The Curse of Failed Pinnaplasty

18 October 2017

When surgery to set back a child’s stick-out ears was offered routinely by the National Health Service, it was one of the procedures regularly given to plastic surgery trainees to cut their teeth on. Many of these operations had the desired result, but a number did not go so well. I quite commonly see patients in their late 30’s, their 40’s and 50s asking for correction of deformities arising from surgery they had when they were children. These are usually “telephone ears”, where the ear looks stuck to the head, especially in the middle, as though they had spent too long on an old-fashioned phone.

Far from one of the bread and butter operations that Plastic Surgeons undertake, surgery to pin back ears, sometimes called pinnaplasty or otoplasty, can be challenging, and the choice of technique is important. Having corrected many failed pinnaplasties, and acted as an expert witness in negligence cases, it became clear that the technique with the potential to allow the worst complications, such as the total loss of the ear, involved cutting out of the ear cartilage responsible for the stick-out deformity.  In fact, 85% of the legal cases I reviewed were the result of techniques which excised cartilage (such as the Chong Chet technique). Removing the cartilage might seem common sense, but the post-operative accumulation of blood in a haematoma (essentially a large, semi-liquid bruise) and, sometimes, an infection which develops within it, is what causes the overlying tissue to die.  This sounds dramatic, but anyone who has seen the blackened, dying tissue of what once was an ear on the side of a young person’s head after what was supposed to be a minor cosmetic procedure will not forget it.  Any death of ear tissue means that the result is forever spoiled, even with the benefit of further difficult reconstructive surgery.

By 1999, I developed a technique which avoided cartilage excision by “sewing in” the missing folds in the cartilage which caused the stick-out deformity in the first place. Details were shared in the surgical journal Plastic and Reconstructive Surgery in 2001, and I was pleased to see that, in a recent comprehensive review of surgery for stick out ears, the technique remains the safest and most reliable almost 20 years later.

This does not necessarily mean that cartilage excision procedures are wrong.  Certainly, however, I would recommend that any surgeon using such a technique does not bandage the ears too tightly afterwards, and that the increased possibility of haematoma is kept in mind should there be unexpected pain or other problems post-op. 

Once surgery to set back the ears goes wrong, the way back to achieving the result originally expected can be long and tortuous.  Some patients I see for the first time may have had five or more attempts at revision surgery beforehand. If stick out ears run in your family and you have a child, consider correcting the ears as soon as the problem shows itself (some baby ears don’t start to stick out for three months). I developed EarBuddies when my first child was born with an ear problem to avoid him having surgery. Available worldwide for 25 years, the simple device is now available on the NHS in some areas, and in prestigious hospitals such as the Mayo Clinic in the US, Boston Children’s Hospital and The Portland Hospital, London.
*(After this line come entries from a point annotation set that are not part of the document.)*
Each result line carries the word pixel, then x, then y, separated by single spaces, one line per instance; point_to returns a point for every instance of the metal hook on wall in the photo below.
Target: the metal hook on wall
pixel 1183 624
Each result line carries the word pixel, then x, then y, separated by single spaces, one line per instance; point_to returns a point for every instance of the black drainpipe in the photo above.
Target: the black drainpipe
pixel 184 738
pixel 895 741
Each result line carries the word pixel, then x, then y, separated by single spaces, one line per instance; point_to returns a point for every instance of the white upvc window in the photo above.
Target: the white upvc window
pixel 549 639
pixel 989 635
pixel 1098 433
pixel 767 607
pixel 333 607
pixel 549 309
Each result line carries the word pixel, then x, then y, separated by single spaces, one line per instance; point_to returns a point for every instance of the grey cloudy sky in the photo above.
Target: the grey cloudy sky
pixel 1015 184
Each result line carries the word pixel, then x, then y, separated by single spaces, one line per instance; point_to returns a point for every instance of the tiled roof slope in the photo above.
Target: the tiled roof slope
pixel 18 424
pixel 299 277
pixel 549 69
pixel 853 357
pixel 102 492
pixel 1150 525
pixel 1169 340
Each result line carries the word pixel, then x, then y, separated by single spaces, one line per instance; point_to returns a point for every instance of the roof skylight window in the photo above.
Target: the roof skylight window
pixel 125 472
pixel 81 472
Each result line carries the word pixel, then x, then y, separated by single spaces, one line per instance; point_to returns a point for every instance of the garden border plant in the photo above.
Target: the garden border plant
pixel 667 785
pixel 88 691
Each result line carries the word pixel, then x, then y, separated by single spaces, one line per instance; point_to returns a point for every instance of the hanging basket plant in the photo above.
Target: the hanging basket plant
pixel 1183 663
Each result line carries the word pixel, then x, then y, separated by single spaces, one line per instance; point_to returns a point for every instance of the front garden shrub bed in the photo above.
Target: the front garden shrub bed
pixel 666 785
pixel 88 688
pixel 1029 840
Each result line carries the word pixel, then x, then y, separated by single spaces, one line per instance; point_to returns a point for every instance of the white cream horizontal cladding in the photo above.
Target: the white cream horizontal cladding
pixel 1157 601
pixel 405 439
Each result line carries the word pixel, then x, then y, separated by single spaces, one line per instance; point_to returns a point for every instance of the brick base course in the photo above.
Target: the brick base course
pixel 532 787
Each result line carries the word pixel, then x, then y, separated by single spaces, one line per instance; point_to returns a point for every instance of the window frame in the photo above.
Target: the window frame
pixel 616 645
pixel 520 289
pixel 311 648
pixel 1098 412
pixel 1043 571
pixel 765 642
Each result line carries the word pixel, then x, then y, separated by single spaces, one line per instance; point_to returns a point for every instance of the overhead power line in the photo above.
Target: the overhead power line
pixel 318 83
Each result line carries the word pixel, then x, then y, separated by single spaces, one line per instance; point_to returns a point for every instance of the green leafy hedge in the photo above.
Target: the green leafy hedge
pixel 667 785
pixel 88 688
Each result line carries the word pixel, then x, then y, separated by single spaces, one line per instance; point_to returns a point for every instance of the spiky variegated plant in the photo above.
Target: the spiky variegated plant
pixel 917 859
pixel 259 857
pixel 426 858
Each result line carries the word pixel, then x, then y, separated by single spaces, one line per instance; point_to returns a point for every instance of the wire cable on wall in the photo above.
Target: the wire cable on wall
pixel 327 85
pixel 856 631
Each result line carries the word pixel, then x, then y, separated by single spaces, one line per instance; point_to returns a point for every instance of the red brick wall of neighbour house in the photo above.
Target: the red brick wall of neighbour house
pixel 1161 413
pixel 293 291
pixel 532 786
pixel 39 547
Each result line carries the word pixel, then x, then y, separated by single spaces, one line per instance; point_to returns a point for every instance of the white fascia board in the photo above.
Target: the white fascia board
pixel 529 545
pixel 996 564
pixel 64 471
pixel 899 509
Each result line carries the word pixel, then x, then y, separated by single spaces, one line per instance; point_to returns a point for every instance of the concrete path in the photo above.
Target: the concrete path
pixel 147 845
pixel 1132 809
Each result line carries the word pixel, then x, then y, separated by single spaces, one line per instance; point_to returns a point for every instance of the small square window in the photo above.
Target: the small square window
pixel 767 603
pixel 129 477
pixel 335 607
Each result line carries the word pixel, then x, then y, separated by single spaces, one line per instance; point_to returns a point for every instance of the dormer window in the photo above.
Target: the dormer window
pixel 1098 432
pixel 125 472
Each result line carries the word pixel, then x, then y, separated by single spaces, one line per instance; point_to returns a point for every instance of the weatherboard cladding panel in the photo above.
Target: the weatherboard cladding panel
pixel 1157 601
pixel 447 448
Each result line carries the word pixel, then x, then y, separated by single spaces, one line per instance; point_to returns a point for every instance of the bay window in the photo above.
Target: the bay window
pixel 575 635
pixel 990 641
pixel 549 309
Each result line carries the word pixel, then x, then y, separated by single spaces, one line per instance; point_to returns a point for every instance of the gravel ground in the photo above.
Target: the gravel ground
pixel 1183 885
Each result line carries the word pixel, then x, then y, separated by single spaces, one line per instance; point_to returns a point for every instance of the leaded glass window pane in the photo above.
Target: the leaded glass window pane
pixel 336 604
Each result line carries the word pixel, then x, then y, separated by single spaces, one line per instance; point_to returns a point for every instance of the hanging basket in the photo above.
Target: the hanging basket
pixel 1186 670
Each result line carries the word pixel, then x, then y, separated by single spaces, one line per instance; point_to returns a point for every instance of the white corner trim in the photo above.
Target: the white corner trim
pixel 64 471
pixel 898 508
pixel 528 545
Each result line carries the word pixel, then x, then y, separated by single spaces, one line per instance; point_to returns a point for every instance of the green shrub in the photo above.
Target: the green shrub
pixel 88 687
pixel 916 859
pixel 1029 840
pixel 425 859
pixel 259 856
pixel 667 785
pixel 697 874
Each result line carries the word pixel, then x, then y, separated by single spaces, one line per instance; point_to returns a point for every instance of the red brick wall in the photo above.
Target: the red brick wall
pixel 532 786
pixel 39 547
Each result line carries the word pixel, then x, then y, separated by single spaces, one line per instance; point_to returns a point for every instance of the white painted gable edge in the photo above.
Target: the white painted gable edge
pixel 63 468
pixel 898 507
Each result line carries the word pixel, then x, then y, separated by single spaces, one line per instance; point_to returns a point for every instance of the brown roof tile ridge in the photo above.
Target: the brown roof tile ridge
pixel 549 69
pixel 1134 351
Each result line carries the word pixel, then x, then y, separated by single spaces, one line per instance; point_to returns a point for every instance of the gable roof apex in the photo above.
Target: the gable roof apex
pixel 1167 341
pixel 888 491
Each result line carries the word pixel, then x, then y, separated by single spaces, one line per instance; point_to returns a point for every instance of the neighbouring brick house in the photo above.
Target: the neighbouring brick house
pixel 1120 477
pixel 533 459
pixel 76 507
If you are reading this, you will be too old for EarBuddies to be effective, but whichever surgeon and technique you choose for your own surgery, consider carefully.  All surgery has risks, but it is possible to manage these by careful matching of problem with technique and careful practise. Not all complications are equal, either, and for pinnaplasty, an ear which is not set in enough is much better than an over set-back ear.  Ask questions about the rate of adverse events particularly.  Beware any technique or surgeon with an adverse event rate of more than 5% at the very most – this means 5 out of every 100 cases will suffer a problem. And importantly, look for feedback on techniques on research-based, peer-reviewed sites such as the NCBI and on surgeons using truly independent reviews by real people.  These days, once reputable publications stoop low in search of a new cosmetic crumb. Beware too, PR driven drivel, the single happy patient in a sea of discontent, “star or featured” members of directories (they paid), “top” awards (they usually paid), advertorials and sponsored sites. Likewise, be aware of trolling designed to denigrate competitors. It is worth asking your surgeon how many legal cases they have faced and how many they have settled,. Older surgeons who take on difficult cases should be expected to have figures which are higher than young ones working on easy cases. But any proper person will be able to give you an immediate response. Lastly, remember that surgery undertaken lightly can take years to recover from. And if in doubt, wait.